Had Riyad been attempting Good Cop/Bad Cop after all, right before he'd confronted Chief Yrle in that stateroom?

She'd have been forced to consider the possibly after all, but for the fact that Riyad's black polo, cargo pants and boots weren't sporting coffee or high-velocity blood splatter either. And while the man's hands were callused and scarred in several spots, they were devoid of recent injury. Nor would he have had the time to change his clothes in between dragging Chief Yrle from the stateroom and returning to spar with her before the medical emergency had been passed over the loudspeaker.

Regan caught the corporal's waiting gaze. Captain Armstrong must have briefed him as to her status as lead case agent, because the Marine had automatically deferred, not to the spook she'd left behind, but her. "Corporal Vetter, head to the master-at-arms shack and have your uniform bagged for evidence. While you're there, please tell Chief Yrle I require her presence and a death scene kit. Have her stop by my stateroom. There's a stainless-steel suitcase on the lower bunk. I'll need both ASAP as well as a complete statement from you upon your return. I need to know exactly what transpired in that conference room before I arrived."

"Yes, ma'am."

She turned to the staff sergeant and carefully examined his uniform as well. As with the corporal, there was some evidence of larger bloodstains at the wrists and upper torso, but no coffee and no high-velocity splatter. The lack of the latter on both Marines told her all she needed to know. A third person had fled before her arrival.

She nodded to the senior Marine. "Staff Sergeant Brandt, I'll need your uniform bagged as well, though you can wait for the chief's supplies. Until then, position yourself outside this door. No one—and I mean no one—enters without my permission. This conference room is an active crime scene; I expect you to treat it as such."

"Yes, ma'am."

She spun back to Riyad as the staff sergeant took up his post. "Who's missing?"

The spook's jaw locked. Almost imperceptibly, but the tension was definitely there.
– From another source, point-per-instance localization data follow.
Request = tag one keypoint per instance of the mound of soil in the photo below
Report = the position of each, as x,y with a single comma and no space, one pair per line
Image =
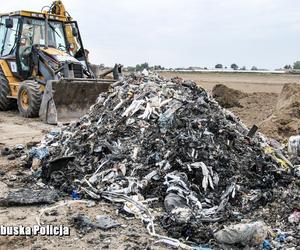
285,120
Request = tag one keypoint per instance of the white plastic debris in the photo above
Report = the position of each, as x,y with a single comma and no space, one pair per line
294,145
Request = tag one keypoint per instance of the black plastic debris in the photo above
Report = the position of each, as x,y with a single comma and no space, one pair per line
26,197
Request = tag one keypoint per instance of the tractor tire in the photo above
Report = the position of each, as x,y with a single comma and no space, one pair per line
29,99
5,102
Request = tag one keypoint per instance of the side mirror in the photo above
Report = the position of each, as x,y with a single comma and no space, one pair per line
75,31
9,23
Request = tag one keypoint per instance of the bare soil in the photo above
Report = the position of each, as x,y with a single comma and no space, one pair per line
246,82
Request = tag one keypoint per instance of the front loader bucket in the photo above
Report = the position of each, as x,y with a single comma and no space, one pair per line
66,100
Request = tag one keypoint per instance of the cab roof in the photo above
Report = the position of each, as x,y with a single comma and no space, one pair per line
34,14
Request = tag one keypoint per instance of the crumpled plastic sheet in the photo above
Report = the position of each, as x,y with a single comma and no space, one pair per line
170,140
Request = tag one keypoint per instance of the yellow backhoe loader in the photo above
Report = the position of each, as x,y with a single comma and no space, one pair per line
43,66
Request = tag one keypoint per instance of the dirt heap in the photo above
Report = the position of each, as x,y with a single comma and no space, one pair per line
227,97
156,145
285,119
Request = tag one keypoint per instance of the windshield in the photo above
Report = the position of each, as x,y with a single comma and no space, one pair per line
33,33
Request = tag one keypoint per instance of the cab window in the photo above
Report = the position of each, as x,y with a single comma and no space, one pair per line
11,37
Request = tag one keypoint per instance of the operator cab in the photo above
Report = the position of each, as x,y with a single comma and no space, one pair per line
20,35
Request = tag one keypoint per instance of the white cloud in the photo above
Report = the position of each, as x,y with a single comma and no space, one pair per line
174,33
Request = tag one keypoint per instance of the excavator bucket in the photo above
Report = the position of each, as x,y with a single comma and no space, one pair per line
66,100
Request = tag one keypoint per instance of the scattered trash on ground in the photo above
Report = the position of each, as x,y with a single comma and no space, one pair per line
26,196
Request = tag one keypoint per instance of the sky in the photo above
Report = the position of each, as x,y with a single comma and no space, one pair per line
183,33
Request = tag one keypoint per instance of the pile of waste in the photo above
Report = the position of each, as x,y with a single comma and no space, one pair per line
166,151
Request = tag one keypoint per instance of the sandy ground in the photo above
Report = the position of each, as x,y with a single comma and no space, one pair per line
246,82
17,130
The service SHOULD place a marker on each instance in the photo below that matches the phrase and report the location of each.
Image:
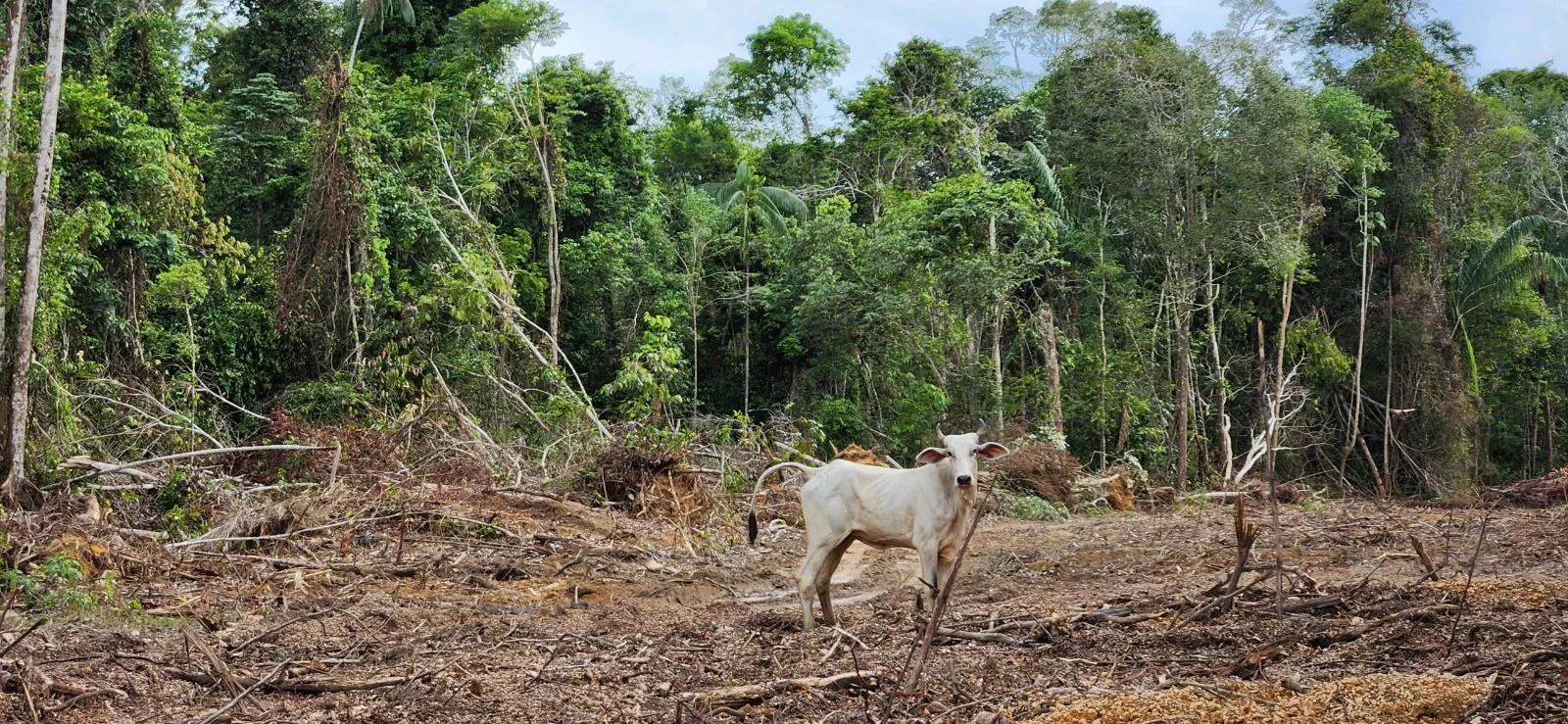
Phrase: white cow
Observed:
(921, 508)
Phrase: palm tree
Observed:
(1494, 271)
(765, 206)
(380, 10)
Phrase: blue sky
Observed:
(686, 38)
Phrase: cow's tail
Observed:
(752, 511)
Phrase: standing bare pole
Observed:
(1053, 360)
(13, 52)
(27, 308)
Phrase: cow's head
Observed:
(961, 452)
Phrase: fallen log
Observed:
(320, 685)
(757, 693)
(180, 457)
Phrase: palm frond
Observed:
(1517, 230)
(786, 203)
(1047, 179)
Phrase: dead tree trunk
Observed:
(13, 52)
(1183, 320)
(1223, 394)
(1361, 329)
(27, 306)
(996, 345)
(1551, 426)
(1053, 361)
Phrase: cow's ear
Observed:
(992, 450)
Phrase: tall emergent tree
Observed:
(749, 199)
(791, 60)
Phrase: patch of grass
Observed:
(1309, 505)
(60, 583)
(1029, 507)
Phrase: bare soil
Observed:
(467, 605)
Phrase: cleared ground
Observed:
(466, 605)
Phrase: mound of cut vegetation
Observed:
(1042, 469)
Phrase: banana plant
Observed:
(1496, 269)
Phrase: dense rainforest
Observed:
(1317, 248)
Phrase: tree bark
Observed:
(27, 308)
(1183, 320)
(996, 345)
(353, 50)
(1264, 410)
(13, 52)
(1361, 329)
(1223, 394)
(745, 262)
(1551, 425)
(1278, 392)
(1388, 397)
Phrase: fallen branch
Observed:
(286, 624)
(982, 637)
(1322, 642)
(242, 695)
(941, 603)
(814, 461)
(755, 693)
(298, 687)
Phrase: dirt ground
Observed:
(490, 606)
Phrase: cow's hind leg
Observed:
(817, 554)
(929, 579)
(825, 580)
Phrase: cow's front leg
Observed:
(807, 585)
(929, 577)
(945, 569)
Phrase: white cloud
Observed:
(686, 38)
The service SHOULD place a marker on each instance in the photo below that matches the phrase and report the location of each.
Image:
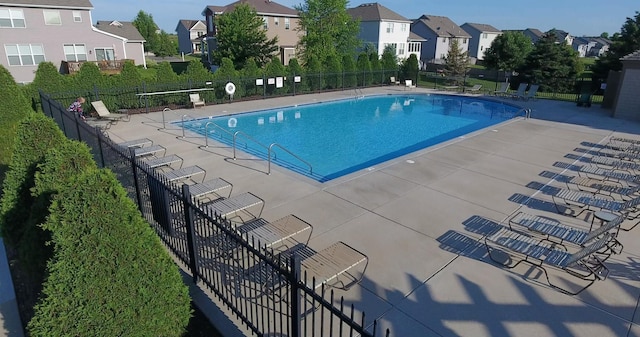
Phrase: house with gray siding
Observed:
(482, 36)
(279, 21)
(438, 32)
(58, 31)
(190, 35)
(382, 27)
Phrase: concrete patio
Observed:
(420, 217)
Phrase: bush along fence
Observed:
(263, 288)
(155, 97)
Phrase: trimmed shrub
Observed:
(35, 135)
(59, 165)
(14, 107)
(110, 273)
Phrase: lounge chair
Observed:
(475, 89)
(591, 202)
(531, 94)
(521, 91)
(557, 232)
(502, 90)
(583, 264)
(196, 100)
(104, 113)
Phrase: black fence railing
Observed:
(260, 286)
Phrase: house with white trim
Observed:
(190, 36)
(438, 32)
(482, 36)
(61, 32)
(382, 27)
(279, 21)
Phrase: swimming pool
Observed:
(332, 139)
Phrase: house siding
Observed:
(54, 37)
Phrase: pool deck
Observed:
(419, 218)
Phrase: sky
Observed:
(577, 17)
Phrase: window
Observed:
(52, 18)
(24, 54)
(105, 54)
(75, 52)
(12, 18)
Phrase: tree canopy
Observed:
(508, 51)
(623, 43)
(551, 64)
(240, 37)
(328, 29)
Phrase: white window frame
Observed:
(76, 53)
(108, 54)
(77, 16)
(52, 17)
(32, 53)
(14, 16)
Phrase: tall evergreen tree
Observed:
(552, 65)
(328, 29)
(241, 36)
(457, 62)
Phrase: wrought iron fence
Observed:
(262, 287)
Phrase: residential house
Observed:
(482, 36)
(33, 31)
(438, 32)
(382, 27)
(591, 46)
(190, 36)
(279, 21)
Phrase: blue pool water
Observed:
(339, 137)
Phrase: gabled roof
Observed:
(443, 26)
(483, 28)
(262, 7)
(375, 12)
(635, 56)
(188, 24)
(77, 4)
(120, 28)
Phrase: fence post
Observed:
(135, 175)
(191, 238)
(294, 276)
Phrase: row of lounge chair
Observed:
(338, 265)
(607, 187)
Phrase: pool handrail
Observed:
(206, 133)
(289, 152)
(269, 150)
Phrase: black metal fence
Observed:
(261, 287)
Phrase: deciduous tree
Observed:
(241, 36)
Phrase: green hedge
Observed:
(13, 108)
(35, 135)
(110, 274)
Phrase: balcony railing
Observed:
(107, 67)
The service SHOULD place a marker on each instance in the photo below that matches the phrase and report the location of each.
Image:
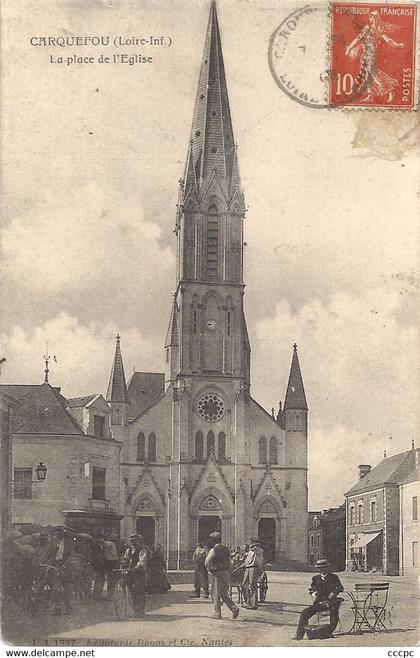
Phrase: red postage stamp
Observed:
(373, 49)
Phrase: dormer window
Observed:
(99, 427)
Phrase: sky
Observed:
(91, 159)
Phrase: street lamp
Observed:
(41, 472)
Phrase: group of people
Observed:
(221, 565)
(75, 565)
(245, 566)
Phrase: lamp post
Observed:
(41, 474)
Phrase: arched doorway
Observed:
(267, 529)
(267, 537)
(210, 518)
(146, 521)
(207, 525)
(145, 526)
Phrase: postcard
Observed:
(209, 324)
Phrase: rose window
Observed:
(211, 407)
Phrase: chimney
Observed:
(363, 469)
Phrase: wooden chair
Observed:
(369, 607)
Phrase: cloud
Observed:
(359, 369)
(80, 242)
(84, 354)
(87, 251)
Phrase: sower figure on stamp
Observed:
(254, 563)
(218, 565)
(135, 559)
(325, 587)
(201, 576)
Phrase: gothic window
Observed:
(212, 243)
(221, 446)
(99, 426)
(151, 449)
(373, 510)
(98, 483)
(273, 450)
(210, 504)
(262, 450)
(267, 507)
(141, 447)
(210, 443)
(145, 505)
(199, 452)
(210, 407)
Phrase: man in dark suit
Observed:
(135, 559)
(325, 587)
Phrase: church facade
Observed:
(199, 453)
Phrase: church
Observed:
(199, 454)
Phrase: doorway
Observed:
(145, 526)
(267, 537)
(207, 525)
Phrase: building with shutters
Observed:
(199, 453)
(381, 516)
(73, 439)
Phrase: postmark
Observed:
(347, 55)
(297, 55)
(372, 51)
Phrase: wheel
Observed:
(122, 601)
(263, 588)
(44, 599)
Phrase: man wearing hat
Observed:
(325, 586)
(135, 559)
(218, 565)
(254, 564)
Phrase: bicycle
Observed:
(123, 601)
(48, 591)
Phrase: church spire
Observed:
(212, 142)
(295, 395)
(117, 387)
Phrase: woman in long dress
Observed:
(367, 45)
(157, 580)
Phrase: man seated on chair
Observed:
(325, 587)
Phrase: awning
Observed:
(365, 539)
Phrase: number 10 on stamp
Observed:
(373, 49)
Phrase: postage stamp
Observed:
(373, 55)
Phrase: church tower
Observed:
(204, 455)
(117, 395)
(207, 335)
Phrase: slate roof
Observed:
(212, 143)
(172, 333)
(40, 410)
(413, 476)
(117, 387)
(295, 394)
(389, 471)
(81, 401)
(144, 389)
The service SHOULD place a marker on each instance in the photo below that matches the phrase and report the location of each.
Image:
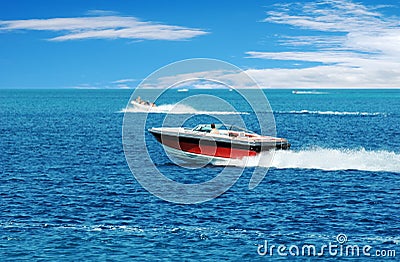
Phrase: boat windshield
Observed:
(207, 128)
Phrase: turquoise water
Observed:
(67, 192)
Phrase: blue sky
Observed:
(282, 44)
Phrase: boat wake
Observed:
(328, 160)
(308, 92)
(178, 109)
(335, 113)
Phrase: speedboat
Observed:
(231, 142)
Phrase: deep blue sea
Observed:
(67, 193)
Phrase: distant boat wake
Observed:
(334, 113)
(178, 109)
(309, 93)
(328, 160)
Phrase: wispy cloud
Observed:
(354, 46)
(103, 27)
(124, 81)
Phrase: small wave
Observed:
(335, 113)
(327, 159)
(178, 109)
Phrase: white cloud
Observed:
(355, 46)
(103, 27)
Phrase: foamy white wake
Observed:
(178, 109)
(309, 93)
(337, 113)
(328, 159)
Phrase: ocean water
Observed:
(67, 193)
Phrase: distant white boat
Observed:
(144, 107)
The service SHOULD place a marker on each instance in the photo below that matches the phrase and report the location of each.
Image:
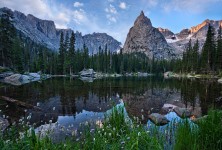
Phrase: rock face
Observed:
(143, 37)
(182, 112)
(194, 33)
(166, 32)
(45, 33)
(158, 119)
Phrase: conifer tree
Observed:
(208, 52)
(61, 54)
(196, 56)
(219, 49)
(7, 36)
(71, 53)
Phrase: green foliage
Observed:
(7, 35)
(203, 136)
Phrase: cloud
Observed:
(152, 3)
(79, 16)
(190, 6)
(122, 5)
(111, 18)
(43, 9)
(111, 9)
(78, 4)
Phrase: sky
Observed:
(115, 17)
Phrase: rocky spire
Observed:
(142, 20)
(143, 37)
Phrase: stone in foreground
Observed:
(182, 112)
(158, 119)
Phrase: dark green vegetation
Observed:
(21, 54)
(119, 132)
(210, 58)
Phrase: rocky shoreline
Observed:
(20, 79)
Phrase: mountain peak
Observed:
(142, 13)
(144, 38)
(142, 20)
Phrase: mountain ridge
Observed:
(145, 38)
(44, 32)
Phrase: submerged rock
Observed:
(167, 108)
(158, 119)
(197, 120)
(219, 80)
(13, 79)
(6, 74)
(34, 75)
(170, 74)
(3, 124)
(182, 112)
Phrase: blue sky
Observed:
(115, 17)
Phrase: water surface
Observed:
(71, 101)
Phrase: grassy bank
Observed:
(119, 132)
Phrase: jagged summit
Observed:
(142, 20)
(143, 37)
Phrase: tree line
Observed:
(209, 59)
(24, 55)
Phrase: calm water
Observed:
(72, 101)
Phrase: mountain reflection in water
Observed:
(71, 101)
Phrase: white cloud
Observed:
(191, 6)
(111, 18)
(78, 4)
(152, 3)
(43, 9)
(111, 9)
(122, 5)
(79, 16)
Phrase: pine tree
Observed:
(208, 52)
(71, 53)
(219, 49)
(61, 54)
(196, 56)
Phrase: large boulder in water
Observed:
(6, 74)
(220, 80)
(158, 119)
(25, 79)
(13, 79)
(183, 112)
(35, 75)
Why? Why would an FCI agent care who

Regan instinctively shifted her attention as another door opened two yards down the passageway, on the opposite side. Curiosity sparked, then swelled as Chief Yrle stepped into the corridor—sans obvious signs of splattered coffee or blood—and immediately turned to reseal the dimly lit compartment she'd vacated…as if she too was attempting to conceal something. No, not something.

Someone.

For a single, blinding moment, Regan had caught a glimpse of a massive camouflaged form with a distinctive trio of two-inch shrapnel scars just beneath the edge of the man's roughly whiskered jaw, and then they were gone. As was he.

It didn't matter.

She'd already recognized their owner.

John Garrison. The recently reunited lover who'd been ordered from her bedside eight days ago, less than three hours after she'd woken from her coma in Fort Campbell's ICU. The same lover General Palisade had sworn was safe just yesterday morning.

But he wasn't.

Because John was here, aboard the Griffith. He had been since he'd left her hospital room. She was certain. Just as she knew that, deep down, John was the missing man she sought. The one whose uniform would reveal signs of coffee and the telltale evidence of Tamir Hachemi's splattered, high-velocity blood.